On the strength of a white evangelical strategy.
Ted Cruz makes his move
Ted Cruz at the 2011 Value Voters Summit
Ted Cruz at the 2011 Value Voters Summit

Ted Cruz at the 2011 Value Voters Summit

The religious right may be yesterday’s news, but its signal accomplishment, the white evangelical voting bloc, remains the Republican Party’s most important constituency. And it’s moving toward Ted Cruz.

The latest numbers from Iowa show Cruz neck and neck with Donald Trump thanks to evangelical support. According to Quinnipiac, it’s now Trump at 25 percent, Cruz at 23 percent, and Ben Carson slipping to 18 percent among all likely Republican caucus-goers. White evangelicals, who make up 60 percent of them, now favor Cruz over Carson, 27 percent to 24 percent, with Trump at 20 percent.


And as white evangelicals in Iowa go, so goes Evangelical Nation.

Cruz’s surge is no accident. As the Washington Post‘s Kate Zezima made clear in a fine piece of political reporting the other day, he has made appealing to evangelicals the centerpiece of his campaign strategy.
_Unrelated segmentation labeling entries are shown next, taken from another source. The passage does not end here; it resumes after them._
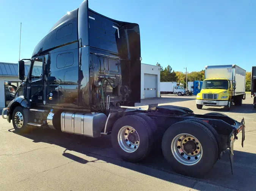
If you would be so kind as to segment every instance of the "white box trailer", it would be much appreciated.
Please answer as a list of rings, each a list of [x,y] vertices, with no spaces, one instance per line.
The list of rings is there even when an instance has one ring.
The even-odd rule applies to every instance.
[[[160,94],[177,94],[178,96],[184,96],[185,90],[183,87],[177,86],[176,82],[160,82]]]
[[[207,66],[205,67],[205,74],[206,79],[225,79],[232,82],[232,85],[236,86],[235,89],[232,91],[232,96],[245,95],[246,71],[238,66]]]

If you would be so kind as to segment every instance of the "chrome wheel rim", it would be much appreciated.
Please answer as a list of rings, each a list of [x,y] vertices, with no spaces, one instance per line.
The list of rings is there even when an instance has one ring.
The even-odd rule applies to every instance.
[[[19,111],[17,111],[14,115],[14,123],[17,128],[21,128],[23,125],[24,120],[23,119],[23,116],[22,113]]]
[[[127,152],[134,152],[140,145],[139,135],[130,126],[124,126],[120,129],[118,134],[118,141],[121,148]]]
[[[175,159],[185,165],[195,165],[203,156],[200,142],[194,136],[187,133],[176,136],[171,142],[171,149]]]

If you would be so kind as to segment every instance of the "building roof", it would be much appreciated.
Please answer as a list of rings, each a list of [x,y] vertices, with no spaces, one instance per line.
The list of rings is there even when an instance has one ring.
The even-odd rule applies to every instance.
[[[28,62],[30,63],[26,62],[25,63]],[[29,67],[29,65],[25,65],[25,76],[28,75]],[[40,68],[35,66],[35,68],[36,67]],[[41,71],[42,69],[40,70]],[[18,76],[18,64],[0,62],[0,76]]]

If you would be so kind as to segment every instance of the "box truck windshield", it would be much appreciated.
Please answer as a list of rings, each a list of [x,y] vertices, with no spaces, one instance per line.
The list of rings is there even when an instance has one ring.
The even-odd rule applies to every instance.
[[[228,82],[226,80],[204,80],[202,88],[228,89]]]

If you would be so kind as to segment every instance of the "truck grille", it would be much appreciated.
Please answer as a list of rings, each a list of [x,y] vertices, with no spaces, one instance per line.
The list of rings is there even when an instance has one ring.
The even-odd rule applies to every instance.
[[[217,100],[218,99],[218,94],[203,94],[203,99]]]

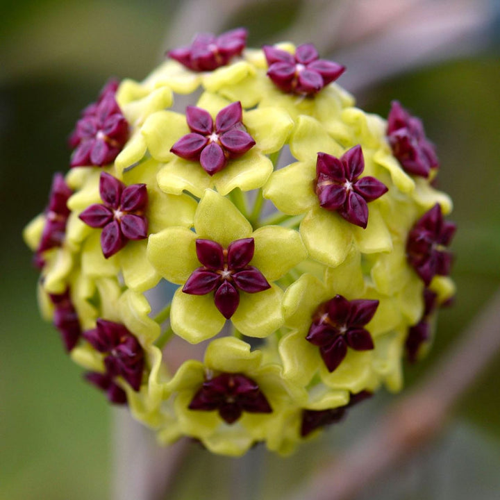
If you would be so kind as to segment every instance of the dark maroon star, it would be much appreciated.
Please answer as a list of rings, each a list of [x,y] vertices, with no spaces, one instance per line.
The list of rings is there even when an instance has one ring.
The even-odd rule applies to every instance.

The Baptist son of a popular Baptist minister, he announced his candidacy at Jerry Falwell’s Liberty University in March and he’s dedicated himself to lining up evangelical bigwigs.

He has no hesitancy about campaigning on the social issues of the day, denouncing the Supreme Court’s same-sex marriage decision and standing up for Kentucky county clergy Kim Davis. On the church circuit, he uses the meme popularized a decade ago by Karl Rove: If all those evangelicals who didn’t come to the polls last time just turn out, the presidency is ours in a cakewalk.

“If 10 million more evangelical Christians show up in November 2016, we’re not going to be staying up until 3 in the morning wondering what happened in Ohio or Florida,” Cruz told a Baptist congregation in South Carolina earlier this month. “They’ll call the election at 8:35 p.m. That’s what 10 million more evangelical Christians at the polls will do.”

The problem is, it’s not going to happen. The white evangelical vote that has sustained the GOP since the rise of the religious right half a century ago is a shrinking portion of the electorate, as the following graphic dramatically demonstrates.

2012 Election coalitions

2012 Election coalitions

Bottom line? As the Democratic-voting Nones grow up and become frequent voters, the white evangelical base of the GOP is aging out. So if Ted Cruz manages to ride his evangelical strategy to the Republican nomination, the general election will make him a victim of his success.